I was delighted with the result in NW Hants, where my share of the vote and the majority went up - and with the results in nearby Basingstoke and Newbury. I am sorry my party did not quite make it this time in Romsey.

I was particularly pleased that my count ended at 3am rather than 6am - a stunning increase in productivity by all involved.

What was the high point of the campaign? One incident stays in my mind. I wasn't in a village - indeed, it was barely a hamlet. There was one large house, and eight smaller ones, miles from anywhere else. We were told that, if we went up a rutted track, we would find two isolated cottages.

I doubt if anyone had ever canvassed them before, so off I went in search of electoral reward, hacking my way through the undergrowth.

And there they were.

Outside one of these remote cottages, an elderly gentleman was mowing his lawn. So committed was he to the task that it was some time before my giant blue rosette attracted his attention. Before I could release my well-rehearsed patter on him with 10 compelling reasons for voting Conservative, he pointed his finger at me and asked: "Do you know what is wrong with this country?"

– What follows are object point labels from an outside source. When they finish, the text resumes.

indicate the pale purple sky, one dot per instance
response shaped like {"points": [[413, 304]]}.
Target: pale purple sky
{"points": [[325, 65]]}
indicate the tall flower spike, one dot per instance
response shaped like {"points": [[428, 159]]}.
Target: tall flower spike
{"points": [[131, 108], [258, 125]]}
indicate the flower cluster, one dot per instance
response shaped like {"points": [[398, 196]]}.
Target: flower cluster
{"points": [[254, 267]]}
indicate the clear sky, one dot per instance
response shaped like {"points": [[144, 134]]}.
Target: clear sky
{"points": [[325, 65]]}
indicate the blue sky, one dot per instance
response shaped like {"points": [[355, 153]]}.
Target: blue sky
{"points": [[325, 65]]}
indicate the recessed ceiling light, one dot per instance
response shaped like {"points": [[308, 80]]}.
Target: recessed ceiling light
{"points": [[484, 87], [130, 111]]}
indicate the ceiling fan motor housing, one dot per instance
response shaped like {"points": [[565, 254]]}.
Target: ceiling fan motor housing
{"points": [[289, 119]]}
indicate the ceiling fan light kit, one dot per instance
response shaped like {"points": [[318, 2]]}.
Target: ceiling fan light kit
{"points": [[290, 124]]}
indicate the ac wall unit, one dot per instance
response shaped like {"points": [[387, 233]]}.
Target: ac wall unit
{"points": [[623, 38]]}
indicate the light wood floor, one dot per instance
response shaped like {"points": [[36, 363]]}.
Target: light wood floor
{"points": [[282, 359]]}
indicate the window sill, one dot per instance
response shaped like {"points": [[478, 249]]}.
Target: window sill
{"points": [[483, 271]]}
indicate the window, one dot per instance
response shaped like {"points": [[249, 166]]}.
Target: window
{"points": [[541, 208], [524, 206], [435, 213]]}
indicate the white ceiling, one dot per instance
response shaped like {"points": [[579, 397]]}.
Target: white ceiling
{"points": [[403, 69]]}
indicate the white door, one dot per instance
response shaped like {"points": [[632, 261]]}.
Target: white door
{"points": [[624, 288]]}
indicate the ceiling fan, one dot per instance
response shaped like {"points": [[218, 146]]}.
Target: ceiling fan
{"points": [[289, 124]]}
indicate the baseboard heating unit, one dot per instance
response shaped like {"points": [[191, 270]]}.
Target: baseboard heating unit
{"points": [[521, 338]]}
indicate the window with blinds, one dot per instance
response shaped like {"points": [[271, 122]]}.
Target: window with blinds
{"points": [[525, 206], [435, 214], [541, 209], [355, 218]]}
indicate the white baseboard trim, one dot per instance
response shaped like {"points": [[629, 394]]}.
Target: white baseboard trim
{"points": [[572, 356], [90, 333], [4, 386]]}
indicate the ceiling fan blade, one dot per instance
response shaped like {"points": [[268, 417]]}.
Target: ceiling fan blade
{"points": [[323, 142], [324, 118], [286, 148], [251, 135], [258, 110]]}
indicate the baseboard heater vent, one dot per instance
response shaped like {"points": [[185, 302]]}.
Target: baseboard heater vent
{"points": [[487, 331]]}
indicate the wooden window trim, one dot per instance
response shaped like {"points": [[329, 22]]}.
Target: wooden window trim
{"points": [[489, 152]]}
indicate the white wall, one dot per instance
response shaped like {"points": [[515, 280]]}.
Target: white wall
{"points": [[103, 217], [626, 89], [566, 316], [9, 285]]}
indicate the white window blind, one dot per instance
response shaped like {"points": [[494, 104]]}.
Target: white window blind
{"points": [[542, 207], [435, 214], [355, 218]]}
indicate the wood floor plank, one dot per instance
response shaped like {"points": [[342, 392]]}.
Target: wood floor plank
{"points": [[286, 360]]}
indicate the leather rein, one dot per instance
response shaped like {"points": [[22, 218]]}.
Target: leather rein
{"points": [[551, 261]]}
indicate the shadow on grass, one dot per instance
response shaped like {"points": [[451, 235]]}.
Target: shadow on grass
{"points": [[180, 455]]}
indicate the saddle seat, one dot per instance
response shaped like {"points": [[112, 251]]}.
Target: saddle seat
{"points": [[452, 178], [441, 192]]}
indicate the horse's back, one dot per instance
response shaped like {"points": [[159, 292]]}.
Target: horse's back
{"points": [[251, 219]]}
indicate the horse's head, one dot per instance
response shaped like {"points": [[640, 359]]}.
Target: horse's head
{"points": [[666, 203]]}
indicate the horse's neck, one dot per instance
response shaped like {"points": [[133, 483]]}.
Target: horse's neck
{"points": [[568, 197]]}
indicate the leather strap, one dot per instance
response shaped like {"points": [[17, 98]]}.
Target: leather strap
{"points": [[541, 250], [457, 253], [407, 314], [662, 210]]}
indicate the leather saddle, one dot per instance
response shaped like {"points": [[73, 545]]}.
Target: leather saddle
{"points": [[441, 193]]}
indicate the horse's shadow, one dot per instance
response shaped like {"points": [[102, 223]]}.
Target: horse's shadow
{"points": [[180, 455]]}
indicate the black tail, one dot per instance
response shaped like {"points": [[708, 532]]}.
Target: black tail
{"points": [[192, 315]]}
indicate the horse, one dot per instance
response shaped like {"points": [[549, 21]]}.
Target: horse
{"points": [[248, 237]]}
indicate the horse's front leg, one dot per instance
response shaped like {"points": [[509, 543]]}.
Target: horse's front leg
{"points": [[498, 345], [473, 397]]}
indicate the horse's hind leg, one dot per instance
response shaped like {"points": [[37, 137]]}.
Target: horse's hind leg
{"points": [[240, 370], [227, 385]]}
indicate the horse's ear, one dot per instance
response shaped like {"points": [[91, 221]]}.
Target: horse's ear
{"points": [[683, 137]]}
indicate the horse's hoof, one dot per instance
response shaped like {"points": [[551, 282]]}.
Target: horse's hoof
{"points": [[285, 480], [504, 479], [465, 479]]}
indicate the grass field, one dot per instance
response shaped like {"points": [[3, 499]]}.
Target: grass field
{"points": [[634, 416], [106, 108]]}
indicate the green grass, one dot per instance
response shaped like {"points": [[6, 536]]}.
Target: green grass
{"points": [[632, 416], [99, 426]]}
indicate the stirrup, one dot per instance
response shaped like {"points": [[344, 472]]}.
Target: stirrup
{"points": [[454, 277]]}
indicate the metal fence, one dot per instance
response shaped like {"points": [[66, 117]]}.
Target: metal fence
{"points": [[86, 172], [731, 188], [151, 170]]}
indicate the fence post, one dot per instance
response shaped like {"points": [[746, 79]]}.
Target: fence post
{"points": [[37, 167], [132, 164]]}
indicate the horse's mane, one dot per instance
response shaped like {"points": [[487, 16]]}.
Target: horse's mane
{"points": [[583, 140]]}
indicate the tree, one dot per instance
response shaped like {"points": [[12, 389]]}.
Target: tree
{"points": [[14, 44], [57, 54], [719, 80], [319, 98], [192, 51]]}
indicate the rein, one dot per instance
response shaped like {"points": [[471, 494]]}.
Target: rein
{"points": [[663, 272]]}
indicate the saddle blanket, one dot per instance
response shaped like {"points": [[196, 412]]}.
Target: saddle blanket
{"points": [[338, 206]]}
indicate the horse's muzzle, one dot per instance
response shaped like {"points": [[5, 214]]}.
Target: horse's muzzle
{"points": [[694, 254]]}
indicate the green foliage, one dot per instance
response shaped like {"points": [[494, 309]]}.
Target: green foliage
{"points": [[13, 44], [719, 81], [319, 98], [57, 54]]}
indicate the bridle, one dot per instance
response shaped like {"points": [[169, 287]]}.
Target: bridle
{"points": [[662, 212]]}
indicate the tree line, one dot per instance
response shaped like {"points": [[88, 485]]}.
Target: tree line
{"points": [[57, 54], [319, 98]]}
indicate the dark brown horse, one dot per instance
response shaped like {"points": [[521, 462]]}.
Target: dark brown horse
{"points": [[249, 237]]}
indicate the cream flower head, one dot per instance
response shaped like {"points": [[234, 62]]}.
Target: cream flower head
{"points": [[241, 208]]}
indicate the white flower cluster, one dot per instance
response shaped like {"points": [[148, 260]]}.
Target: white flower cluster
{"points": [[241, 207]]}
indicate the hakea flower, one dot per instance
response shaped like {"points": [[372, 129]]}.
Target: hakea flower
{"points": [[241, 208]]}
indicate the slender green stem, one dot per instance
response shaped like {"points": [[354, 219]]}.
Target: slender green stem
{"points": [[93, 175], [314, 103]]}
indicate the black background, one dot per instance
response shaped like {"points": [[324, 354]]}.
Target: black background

The correct answer was yes, but the diplomatic one was no. "Tell me," I said. "Too many foreigners." I scanned the horizon for any evidence of life - but there was not even another house to be seen, let alone a living creature.

I paused, searching for the right comment. "That's what a lot of folk are telling me," I replied, pressing some literature in his hand, and moving on.

Finally, may I, through these columns, make a dramatic and unusual personal statement about me and the leadership of the Conservative Party.

I am not throwing my hat in the ring. You read it here first.